There are other signs too. According to NASA, 2005 was the warmest year we’ve seen since records began. Malaria has been reported in Nairobi, Kenya as the city’s high altitude becomes warm enough for mosquitoes carrying the disease to survive there.

“There’s no question that we are seeing the effects of climate change already,” says Spencer Weart, director of the Center for History of Physics, at the American Institute of Physics, Maryland.

In February 2007, the Inter-governmental Panel on Climate Change (IPCC) published an Assessment Report that concluded that the world will see a probable temperature rise of between 1.8 and 4 degrees Celsius by the end of the century. “We know the last time the world was three degrees warmer for any long period of time, the sea level was six metres higher,” says Weart. That’s enough to submerge coastal cities from New York to Shanghai.

More like this

Piecing together the scientific evidence for climate change has been a long and difficult process. It has occupied thousands of bright minds for more than a century – and has been fraught with controversy and political intrigue.
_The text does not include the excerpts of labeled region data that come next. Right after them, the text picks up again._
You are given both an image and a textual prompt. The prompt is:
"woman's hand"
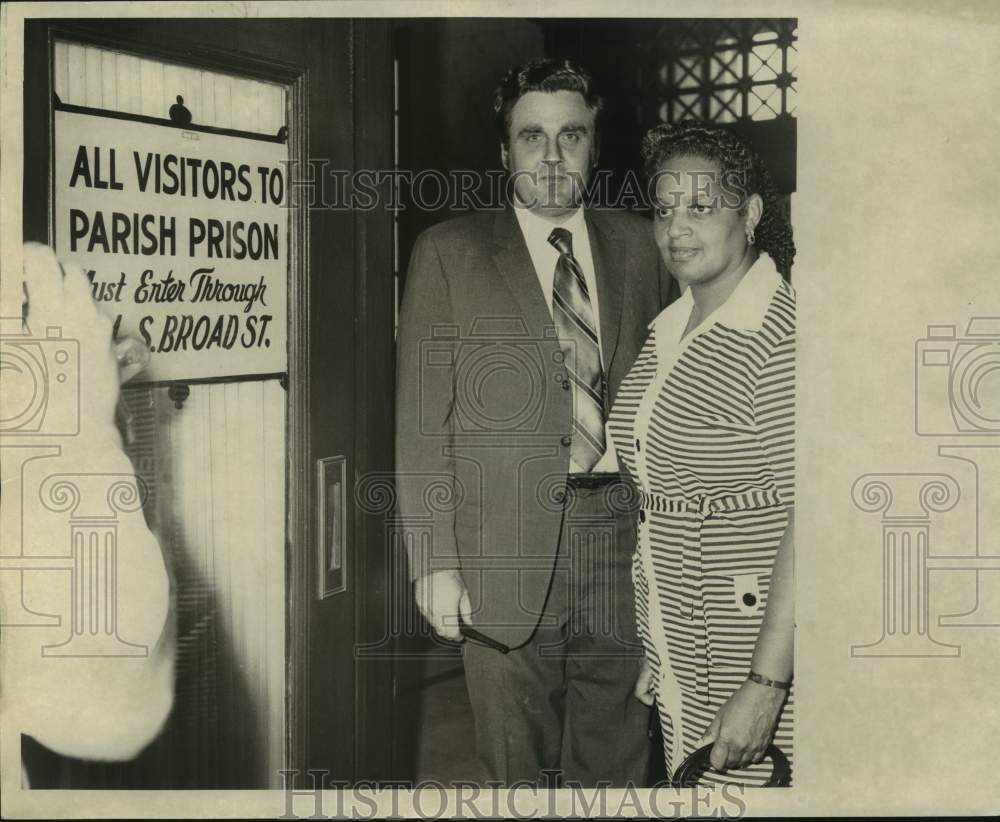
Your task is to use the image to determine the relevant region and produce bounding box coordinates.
[633,657,653,706]
[695,680,786,771]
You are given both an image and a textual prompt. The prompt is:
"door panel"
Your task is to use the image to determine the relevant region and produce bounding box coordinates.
[24,20,393,788]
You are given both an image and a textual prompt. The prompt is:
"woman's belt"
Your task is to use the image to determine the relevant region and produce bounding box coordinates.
[639,490,783,703]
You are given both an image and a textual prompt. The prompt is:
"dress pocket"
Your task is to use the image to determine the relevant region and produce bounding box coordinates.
[705,572,768,672]
[733,574,764,617]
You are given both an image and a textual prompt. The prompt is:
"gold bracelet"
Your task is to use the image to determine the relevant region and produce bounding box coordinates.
[747,671,792,691]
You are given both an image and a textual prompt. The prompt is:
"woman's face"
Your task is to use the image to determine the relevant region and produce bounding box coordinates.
[653,157,760,286]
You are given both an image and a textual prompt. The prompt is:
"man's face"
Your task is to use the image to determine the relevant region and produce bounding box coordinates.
[501,91,597,218]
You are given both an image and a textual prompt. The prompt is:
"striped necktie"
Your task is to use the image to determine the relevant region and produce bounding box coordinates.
[549,228,605,471]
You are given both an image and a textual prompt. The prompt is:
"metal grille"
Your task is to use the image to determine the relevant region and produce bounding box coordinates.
[645,19,798,123]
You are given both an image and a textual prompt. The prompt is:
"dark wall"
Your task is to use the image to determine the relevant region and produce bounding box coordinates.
[394,18,545,284]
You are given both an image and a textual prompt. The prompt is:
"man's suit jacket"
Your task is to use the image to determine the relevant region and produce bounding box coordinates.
[396,209,672,647]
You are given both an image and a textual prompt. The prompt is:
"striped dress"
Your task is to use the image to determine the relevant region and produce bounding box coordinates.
[609,254,795,786]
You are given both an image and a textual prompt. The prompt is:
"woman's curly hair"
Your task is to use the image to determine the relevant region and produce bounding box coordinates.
[642,120,795,276]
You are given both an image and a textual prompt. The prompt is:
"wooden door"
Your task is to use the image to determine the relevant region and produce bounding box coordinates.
[24,20,394,788]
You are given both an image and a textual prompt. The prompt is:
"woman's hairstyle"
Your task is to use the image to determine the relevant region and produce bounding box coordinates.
[642,120,795,276]
[493,58,604,146]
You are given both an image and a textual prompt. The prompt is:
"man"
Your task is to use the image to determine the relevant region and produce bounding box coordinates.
[397,60,670,786]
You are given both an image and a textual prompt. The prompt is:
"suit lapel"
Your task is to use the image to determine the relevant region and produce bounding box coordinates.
[587,212,625,374]
[493,209,556,335]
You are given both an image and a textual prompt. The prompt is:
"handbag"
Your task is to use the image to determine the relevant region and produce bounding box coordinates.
[670,743,792,788]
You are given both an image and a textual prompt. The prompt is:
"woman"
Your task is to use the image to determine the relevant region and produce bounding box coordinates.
[610,123,795,785]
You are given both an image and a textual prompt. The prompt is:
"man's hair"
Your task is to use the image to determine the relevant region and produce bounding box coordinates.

The story began with the discovery, by French scientist Joseph Fourier, of what we now call the ‘greenhouse effect’. In 1824, Fourier calculated that the Earth was a lot warmer than it should be according to estimates based purely on its distance from the Sun. He surmised that the planet’s atmosphere must be slowing down the rate that the planet radiates heat away into space. Light from the Sun passes through the atmosphere to warm the land and oceans below, but the atmosphere prevents this heat escaping – just like the glass in a greenhouse.
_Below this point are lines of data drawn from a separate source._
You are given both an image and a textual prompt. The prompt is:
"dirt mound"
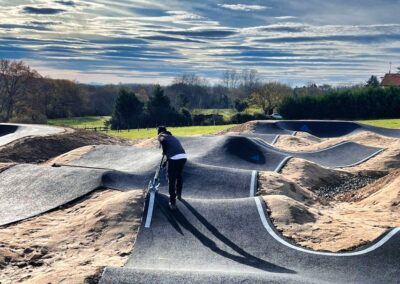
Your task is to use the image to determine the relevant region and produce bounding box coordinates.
[274,131,397,152]
[281,158,352,191]
[345,140,400,171]
[274,135,321,149]
[0,130,135,163]
[348,170,400,206]
[258,172,317,202]
[217,121,257,135]
[0,190,143,283]
[259,166,400,252]
[263,195,317,227]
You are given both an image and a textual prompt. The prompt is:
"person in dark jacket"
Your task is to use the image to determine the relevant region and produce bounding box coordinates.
[157,126,187,210]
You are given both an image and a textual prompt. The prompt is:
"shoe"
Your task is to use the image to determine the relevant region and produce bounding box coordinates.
[169,202,176,210]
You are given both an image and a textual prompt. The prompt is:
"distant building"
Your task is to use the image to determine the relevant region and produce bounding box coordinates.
[381,73,400,87]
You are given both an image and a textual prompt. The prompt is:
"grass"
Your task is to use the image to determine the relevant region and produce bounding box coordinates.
[48,116,238,139]
[192,108,262,121]
[358,119,400,128]
[107,124,235,139]
[47,116,110,128]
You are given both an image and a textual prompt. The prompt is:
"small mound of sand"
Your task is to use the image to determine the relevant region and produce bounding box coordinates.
[274,131,397,152]
[46,145,94,165]
[135,137,160,148]
[263,195,316,225]
[258,172,317,202]
[260,170,400,252]
[0,130,135,163]
[345,141,400,171]
[217,121,257,135]
[0,190,143,284]
[281,158,352,191]
[274,135,319,152]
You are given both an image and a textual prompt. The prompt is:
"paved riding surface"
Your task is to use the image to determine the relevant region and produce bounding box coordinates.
[255,120,400,138]
[0,165,105,225]
[100,194,400,284]
[253,141,383,168]
[0,123,64,146]
[0,122,400,283]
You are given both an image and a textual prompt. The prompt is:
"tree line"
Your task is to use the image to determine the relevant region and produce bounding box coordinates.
[0,59,397,125]
[278,86,400,120]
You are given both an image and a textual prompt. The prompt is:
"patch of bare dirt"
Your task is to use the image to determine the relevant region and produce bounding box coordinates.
[281,158,352,191]
[0,190,143,284]
[260,170,400,252]
[217,121,257,135]
[0,129,136,163]
[274,131,397,152]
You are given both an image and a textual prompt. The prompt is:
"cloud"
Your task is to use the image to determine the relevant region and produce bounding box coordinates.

In 1896, a Swedish chemist took the theory further. Svante Arrhenius noticed that the gas carbon dioxide (CO2) was especially good at trapping heat radiation. He soon realised what this meant: that the massive increases in atmospheric CO2, caused by coal burning during the industrial revolution, would fuel Fourier’s greenhouse effect and lead to global warming of the planet.

Far from triggering wide-scale panic, Arrhenius’s prediction was actually welcomed. During the late 19th century geologists had turned up evidence for what they perceived as a far greater climate menace. They discovered that the Earth’s prehistory had been punctuated by long periods of glaciation – when the planet’s surface froze over for hundreds of thousands of years at a time. Arrhenius had actually been investigating the greenhouse effect as a possible explanation of these ‘Ice Ages’. Instead, he stumbled upon a mechanism whereby human CO2 emissions could save us from a frosty fate. And it wasn’t the only benefit. Global warming could be advantageous to food production, bringing marginal lands into cultivation. “Vast land areas in the northern hemisphere could become good agricultural land if the weather warmed,” says Jack Meadows, a science historian at the University of Loughborough. “Canada and the eastern part of Russia was very much a wheat area then, but limited by the short growing season.”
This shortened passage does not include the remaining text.